Merasa bahwa tempat itu adalah tempat yang terbaik baginya dan keturunanya menetaplah Si Raja Lontung di tempat itu.
Dan Situmorang, Pandiangan,  Naingolan, SimatupangAritonang dan Siregar dan kedua Putrinya: Si Boru Amak Pandan (yang dipersunting oleh Simamora) dan Si Boru Panggabean (Yang dipersunting oleh Sihombing) lahir di Hariara Maranak – Urat tersebut.
Dari Cerita leluhur diatas maka selayaknya kita keturunan Si Raja Lontung dan Sinaga dapat mengambil 3 pelajaran penting bahwa:
  1. Keturunan Si Raja Lontung (terutama Sinaga) punya hutang besar pada Malau (selanjutnya di sebut seluruh keturunan Silau Raja – Malau Raja) , maka selayaknya kita menghormati mereka yang telah menolong moyang kita. Dan menurut beberapa cerita juga Silau Raja juga punya andil dalam menyelamatkan Saribu Raja, Si Boru Pareme dan Si Raja Lontung dan selanjutnya anaknya Malau juga melakukan hal yang sama menolong Si Raja Lontung,  Boru Pareme dan Sinaga.
  2. Bahwa Aib yang telah dilakukan oleh moyang kita bukan lagi hal yang harus kita tutupi atau bahkan kita ulangi, perjuangan dari Moyang kita sehingga Klan Lontung tegak berdiri di Toba yang tidak tunduk pada Siapapun (Toba Na Sae – Sitor Situmorang) adalah jerih perjuangan nenek  moyang kita pastinya dalam kebersamaan dengan semua Pomparan Lontung dalam kesatuan yang kuat dan Kokoh Sejak dulu, menghadapi tekanan dan ancaman di tengah aib itu yang bisa jadi sulit untuk menceritakan lagi, tetapi ingatlah bahwa moyang kita telah melakukan sesuatu untuk yang pastinya luar biasa sehingga kita ada dan bisa berjalan dengan kepala tegak hingga akhir ini.

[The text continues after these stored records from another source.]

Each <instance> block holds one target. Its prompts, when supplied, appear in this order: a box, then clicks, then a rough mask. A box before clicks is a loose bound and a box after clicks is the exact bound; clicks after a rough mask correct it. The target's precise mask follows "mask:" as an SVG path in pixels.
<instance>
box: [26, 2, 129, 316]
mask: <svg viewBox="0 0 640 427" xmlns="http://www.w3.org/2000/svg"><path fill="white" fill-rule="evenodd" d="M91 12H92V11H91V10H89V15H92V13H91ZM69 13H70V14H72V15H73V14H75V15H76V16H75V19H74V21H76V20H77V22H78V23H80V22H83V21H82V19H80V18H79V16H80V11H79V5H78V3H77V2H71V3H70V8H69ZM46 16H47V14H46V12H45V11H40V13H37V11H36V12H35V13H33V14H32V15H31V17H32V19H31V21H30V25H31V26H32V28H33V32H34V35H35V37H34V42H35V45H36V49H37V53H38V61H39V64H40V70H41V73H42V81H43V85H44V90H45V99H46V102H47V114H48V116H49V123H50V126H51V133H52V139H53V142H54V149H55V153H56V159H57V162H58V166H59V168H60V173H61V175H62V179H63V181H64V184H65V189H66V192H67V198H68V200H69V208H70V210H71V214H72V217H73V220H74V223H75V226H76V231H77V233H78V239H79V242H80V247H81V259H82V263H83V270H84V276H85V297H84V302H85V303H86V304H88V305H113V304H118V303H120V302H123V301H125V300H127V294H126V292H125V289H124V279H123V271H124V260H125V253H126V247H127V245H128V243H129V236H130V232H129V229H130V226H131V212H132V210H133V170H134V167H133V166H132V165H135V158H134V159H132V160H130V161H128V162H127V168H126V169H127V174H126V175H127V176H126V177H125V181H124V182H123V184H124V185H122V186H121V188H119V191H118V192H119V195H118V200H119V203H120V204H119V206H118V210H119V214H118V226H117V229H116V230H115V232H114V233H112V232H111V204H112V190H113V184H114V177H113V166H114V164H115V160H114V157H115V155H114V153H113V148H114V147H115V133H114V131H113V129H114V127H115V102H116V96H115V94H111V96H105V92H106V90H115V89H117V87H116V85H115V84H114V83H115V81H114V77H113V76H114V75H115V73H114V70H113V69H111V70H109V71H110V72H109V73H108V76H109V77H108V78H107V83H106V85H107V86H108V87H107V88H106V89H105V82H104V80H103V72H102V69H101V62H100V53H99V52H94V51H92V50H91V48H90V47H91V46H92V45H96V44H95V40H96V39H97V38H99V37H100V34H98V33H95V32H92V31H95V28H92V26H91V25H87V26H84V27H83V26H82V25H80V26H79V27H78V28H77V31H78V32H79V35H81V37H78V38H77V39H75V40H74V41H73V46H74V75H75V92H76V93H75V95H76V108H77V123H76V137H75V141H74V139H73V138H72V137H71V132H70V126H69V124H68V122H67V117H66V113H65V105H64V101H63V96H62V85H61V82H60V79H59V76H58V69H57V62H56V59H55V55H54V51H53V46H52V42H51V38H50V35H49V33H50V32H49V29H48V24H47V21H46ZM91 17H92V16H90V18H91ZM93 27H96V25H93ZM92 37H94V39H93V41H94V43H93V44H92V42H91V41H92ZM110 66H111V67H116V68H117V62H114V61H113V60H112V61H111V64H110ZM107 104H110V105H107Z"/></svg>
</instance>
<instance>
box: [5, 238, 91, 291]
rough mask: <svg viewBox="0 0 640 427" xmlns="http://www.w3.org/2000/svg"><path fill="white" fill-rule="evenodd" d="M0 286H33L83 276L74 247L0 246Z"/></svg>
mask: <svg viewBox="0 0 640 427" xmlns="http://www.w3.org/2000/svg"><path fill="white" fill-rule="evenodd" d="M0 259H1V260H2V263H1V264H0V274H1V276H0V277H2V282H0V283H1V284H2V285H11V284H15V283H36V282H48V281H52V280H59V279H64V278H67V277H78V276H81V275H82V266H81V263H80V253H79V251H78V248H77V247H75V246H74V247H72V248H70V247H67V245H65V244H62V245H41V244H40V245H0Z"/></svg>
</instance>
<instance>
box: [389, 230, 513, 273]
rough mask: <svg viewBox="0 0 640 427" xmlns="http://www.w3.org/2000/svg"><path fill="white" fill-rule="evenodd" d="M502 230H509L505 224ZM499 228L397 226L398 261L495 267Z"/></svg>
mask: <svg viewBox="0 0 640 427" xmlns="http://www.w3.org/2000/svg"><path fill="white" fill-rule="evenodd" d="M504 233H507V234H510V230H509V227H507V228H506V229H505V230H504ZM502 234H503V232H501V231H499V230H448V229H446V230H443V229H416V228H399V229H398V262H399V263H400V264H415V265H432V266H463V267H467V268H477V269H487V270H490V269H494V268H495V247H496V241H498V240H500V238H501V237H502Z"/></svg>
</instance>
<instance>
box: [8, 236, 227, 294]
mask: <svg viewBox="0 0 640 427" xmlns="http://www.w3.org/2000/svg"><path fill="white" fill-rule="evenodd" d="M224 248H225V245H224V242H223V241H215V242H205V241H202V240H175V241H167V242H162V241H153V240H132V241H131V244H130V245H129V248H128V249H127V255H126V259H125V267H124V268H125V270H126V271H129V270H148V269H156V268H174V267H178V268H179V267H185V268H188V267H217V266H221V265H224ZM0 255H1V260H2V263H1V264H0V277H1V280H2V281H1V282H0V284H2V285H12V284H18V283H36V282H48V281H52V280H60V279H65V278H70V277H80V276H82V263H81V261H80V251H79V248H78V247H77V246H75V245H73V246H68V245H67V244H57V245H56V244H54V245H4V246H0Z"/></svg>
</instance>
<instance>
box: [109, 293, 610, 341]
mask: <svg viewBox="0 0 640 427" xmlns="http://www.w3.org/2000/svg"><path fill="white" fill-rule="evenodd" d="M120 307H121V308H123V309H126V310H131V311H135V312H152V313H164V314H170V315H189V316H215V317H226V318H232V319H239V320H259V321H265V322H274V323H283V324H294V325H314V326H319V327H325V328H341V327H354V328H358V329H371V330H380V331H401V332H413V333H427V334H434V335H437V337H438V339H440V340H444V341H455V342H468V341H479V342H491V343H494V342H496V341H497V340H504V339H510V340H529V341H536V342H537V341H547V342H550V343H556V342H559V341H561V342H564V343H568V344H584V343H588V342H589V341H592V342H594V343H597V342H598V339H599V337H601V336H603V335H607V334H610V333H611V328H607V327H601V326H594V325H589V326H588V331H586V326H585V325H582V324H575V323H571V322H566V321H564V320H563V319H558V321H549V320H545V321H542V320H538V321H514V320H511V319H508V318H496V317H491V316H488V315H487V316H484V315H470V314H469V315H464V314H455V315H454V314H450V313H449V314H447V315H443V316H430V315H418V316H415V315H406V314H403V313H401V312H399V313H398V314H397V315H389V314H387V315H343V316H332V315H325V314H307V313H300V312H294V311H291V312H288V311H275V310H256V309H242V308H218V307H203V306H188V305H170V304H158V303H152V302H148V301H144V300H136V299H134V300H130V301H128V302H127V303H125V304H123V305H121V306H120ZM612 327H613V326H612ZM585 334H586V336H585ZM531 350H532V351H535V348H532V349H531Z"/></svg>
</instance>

  3. Sinaga lahir dengan memecahkan mitos keangkeranUlu Darat, tempat Kepala dari Naga Padoha yang sebagai Penjaga Banua Tonga, termasuk penyebab Gempa Bumi, maka ingatlah Semangat bahwa keturuannya juga jadilah pendobrak dari kebuntuan dan ketidakpastian yang ada dalam lingkungannya.
  4. Sinaga adalah putra tertua Si Raja Lontung menurut kelahiran.